Essential Components of a CI/CD Pipeline24 Dec 2019
Today I would like to talk about the topic of Continuous Integration and Continuous Delivery Pipelines. These have become a standard even for one-man teams for many reasons. Lets take a look at their anatomy, the truth is, you already have a pipeline if you develop software, even though it may be completely manual. As soon as we define CI/CD components, one can start to see them in their own processes, and also start to automate parts of it. I would like to talk in abstracted way, because this concept may be applied in many fields of software development. Even though one might start thinking about web application development by default when talking about CI/CD, this is not necessarily the case. CD/CD processes are applicable for any area of software development. Even though I have no real life experience with embedded development, I believe that with the help of virtualisation it is possible to implement a solid process for empowering developers.
Here is the basic process of Continuous Integration and Continuous Delivery.
As you can see, the Continuous Integration process starts with a commit of new code. It is preceded by the code development process itself, which is usually done directly on a developer workstation to have faster development cycle. As soon as the code is ready to be tested in a more extensive and controlled way, developer commits the code and starts a CI pipeline. It is important to note, that developer workstation is usually an uncontrolled environment and it varies greatly from one workstation to another. It also changes its state over time, meaning that new software gets installed in the environment, OS and software get updates. Other software which is not directly connected to the development process may also be running and taking system resources.

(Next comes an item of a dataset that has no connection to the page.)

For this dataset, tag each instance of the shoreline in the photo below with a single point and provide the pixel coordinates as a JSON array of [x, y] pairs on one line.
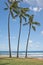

This is usually fine for the development process, as workstation owner usually has the control over his environment and (at least in most cases) knows which changes happened to it recently. As soon as we want to find out if the new changes in software will be performing in our production environment as expected, we need a controlled environment which, at least to some degree, resembles production environment.
Continuous Integration process is taking care of building code, running test suites and providing early feedback to developers. Common practice includes the following types of tests:
- Linting and Unit tests
- Integration tests
- End to End tests
It is quite often possible to run integration tests on developer machines, but when we are talking about Continuous Integration, we are talking about an automated way to monitor code for changes and providing feedback on these changes. Usually, a centralized version control system is acting as a single source of truth for code, therefore CI process must monitor it and provide feedback to all who is using this version control system.
In practice, CI system is usually monitoring some triggers in a VCS, for example somebody commits to a feature branch in git. CI system will notice that and start the pipeline. As soon as the pipeline is finished, the results are published in some way, a very common way is to publish brief results in a VCS with a link to CI system containing full logs.
Test suites need some environment to run on, therefore environment management is a big separate topic on its own. Ideally, End to End tests must run on environment which is equal to production, otherwise test results are valid only to some degree.
As soon as the code is tested and looks good, it can be packaged and delivered to QA or directly to the customers, depending on the established processes.
Continuous Delivery process is responsible for delivering code to environments. It may take different forms, from developer logging in to machine and manually pulling new code, to a more sophisticated process, involving some deployment strategy, like for example blue green deployment, and even running DB migrations automatically.
Deployment process is based on many factors, like tolerance to downtime, system load, environment configuration and others. Ideally it must enable developers to effortlessly deploy, catch errors early and rollback fast in case some bug managed to slip through the tests and QA. CD process automation or at least documentation enables developers to keep and transfer the knowledge and increase the speed and quality of delivering value to the customers.
As you can see, CI/CD pipeline is basically documenting the delivery of application code to production (and possibly other) environments. Some parts of the pipeline can be manual, some parts can be automated. Ideally everything should be automated, because this allows continuous improvement of the CI/CD code itself and makes the codebase much easier to work for an external person. It takes some effort to set up the process, but benefits are huge. Most notably:
- Code delivery process becomes controlled and can be incrementally improved
- The barrier for contributing to the codebase lowers a lot allowing for faster developer onboarding
- Enforcing rules for running linting and tests improves code quality and lowers risk of regressions
- Standardisation of CI/CD process enables easier switching of development teams
- Automated CI/CD process increases the speed of delivering value to customers.